Luna Lozano, hija de Carlos Lozano y Mónica Hoyos, ha puesto a la princesa Leonor en el centro de la conversación universitaria con un consejo directo. Ambas estudian Ciencias Políticas, y Luna, que ya terminó la carrera, no ha querido suavizar la dificultad que supone. Leonor acaba de empezar en la Universidad Carlos III de Madrid, y Luna le ha advertido públicamente que el camino no es fácil.
Durante la Semana de la Moda de Madrid, Luna fue clara: la carrera exige mucho más de lo que parece. “Es muy complicada, yo le diría que se ponga a estudiar. Aunque no lo parezca, son muchos textos, y es necesaria una gran capacidad de síntesis”, dijo ante los medios. Dejó claro que el paso de Leonor por la universidad no será sencillo.
La princesa Leonor inició sus estudios de Ciencias Políticas en el campus de Getafe tras completar tres años de formación militar, un paso considerado clave para su futura labor institucional.
La comparación entre ambas no es casual. Luna, de 22 años, acaba de graduarse en Ciencias Políticas y Relaciones Internacionales, aunque lo hizo en la Universidad de Bath, en Inglaterra. Antes de decidirse por el Reino Unido, estuvo a punto de matricularse en la misma universidad madrileña donde ahora estudia la princesa. Ese paralelismo ha servido para reflexionar sobre las diferencias y similitudes en sus trayectorias.
Para Luna, que Leonor haya optado por quedarse en España es una buena decisión. “Que vaya la princesa a la Carlos III siempre es un foco de atención y me parece muy bien”, comentó, destacando el impacto mediático que supone la presencia de la heredera en una universidad pública. Mientras Luna eligió la experiencia internacional, Leonor ha preferido quedarse en España, una elección que también valora la hija de Carlos Lozano y Mónica Hoyos.
El rector de la Universidad Carlos III, Ángel Arias, confirmó que Leonor no tuvo un régimen especial de acceso ni de organización académica, y que su presencia ha incrementado notablemente la atención mediática sobre el campus.
El recorrido académico de Luna no se limita al título. Durante sus años en Inglaterra, colaboró con la embajada de España en Nepal y trabajó en la Cámara de Comercio Americana en Bruselas, experiencias que han reforzado su interés por la diplomacia y la política. Aunque su apellido es conocido, Luna ha dejado claro que no busca seguir los pasos televisivos de sus padres, salvo que se trate de un proyecto político que le interese de verdad.
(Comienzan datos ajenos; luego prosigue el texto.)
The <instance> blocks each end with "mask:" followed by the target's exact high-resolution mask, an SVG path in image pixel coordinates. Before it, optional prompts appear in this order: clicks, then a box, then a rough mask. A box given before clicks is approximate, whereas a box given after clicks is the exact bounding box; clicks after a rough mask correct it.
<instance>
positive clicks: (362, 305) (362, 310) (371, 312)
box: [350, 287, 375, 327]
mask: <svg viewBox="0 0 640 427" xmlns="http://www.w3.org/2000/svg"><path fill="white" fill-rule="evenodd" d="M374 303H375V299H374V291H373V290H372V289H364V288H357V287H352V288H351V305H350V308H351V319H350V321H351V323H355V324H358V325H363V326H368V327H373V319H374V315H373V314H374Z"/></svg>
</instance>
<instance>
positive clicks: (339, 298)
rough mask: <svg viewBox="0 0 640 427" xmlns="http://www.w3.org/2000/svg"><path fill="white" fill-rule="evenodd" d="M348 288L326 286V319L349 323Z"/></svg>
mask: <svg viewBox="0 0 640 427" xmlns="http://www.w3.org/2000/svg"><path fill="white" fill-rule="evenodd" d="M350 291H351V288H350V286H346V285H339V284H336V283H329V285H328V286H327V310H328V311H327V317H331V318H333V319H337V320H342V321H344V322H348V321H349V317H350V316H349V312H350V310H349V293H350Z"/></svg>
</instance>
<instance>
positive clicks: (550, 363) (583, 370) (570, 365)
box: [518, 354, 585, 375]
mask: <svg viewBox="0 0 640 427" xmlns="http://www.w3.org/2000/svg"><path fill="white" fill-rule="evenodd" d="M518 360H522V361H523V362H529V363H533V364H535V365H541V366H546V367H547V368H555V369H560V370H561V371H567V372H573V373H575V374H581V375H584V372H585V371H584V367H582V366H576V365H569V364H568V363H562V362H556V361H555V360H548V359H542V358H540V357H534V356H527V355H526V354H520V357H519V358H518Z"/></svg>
En redes sociales, Luna ha contado lo que supuso para ella estudiar fuera: “Cuatro años después, puedo decir que esta experiencia ha superado cualquier expectativa que tenía cuando llegué a UK”. También agradeció a sus padres, que viajaron juntos a Inglaterra para acompañarla en su graduación, mostrando que, pese a la separación, la familia sigue unida en los momentos importantes.
El contraste entre la discreción habitual de Luna y su reciente exposición mediática añade un matiz distinto a la historia. No suele aparecer en eventos, pero cuando lo hace, habla sin rodeos. Su advertencia a Leonor no es solo un consejo de quien ya ha pasado por ahí, sino también una llamada de atención sobre la exigencia real de una carrera que muchos subestiman.
En la crónica social, no es la primera vez que una figura joven se convierte en referente para la nueva generación de royals o celebridades. Como ocurrió en otro caso reciente, los gestos y palabras de los protagonistas pueden influir en la conversación pública más de lo esperado.
La historia de Luna Lozano y la princesa Leonor es la de dos jóvenes que, desde realidades muy distintas, se enfrentan al mismo reto académico. Una ya ha demostrado que el esfuerzo tiene recompensa; la otra acaba de empezar a descubrir lo que implica su elección. En un país donde cada paso de la familia real se analiza al detalle, el consejo de Luna recuerda que, detrás de los títulos y la atención mediática, la universidad sigue siendo un desafío para todos.
Según información de Moncloa, el primer día de Leonor en la universidad incluyó asignaturas como Teoría del Derecho, Metodología de la Investigación en Ciencias Sociales y Fundamentos de Ciencia Política, siguiendo el itinerario habitual de los estudiantes de primer curso.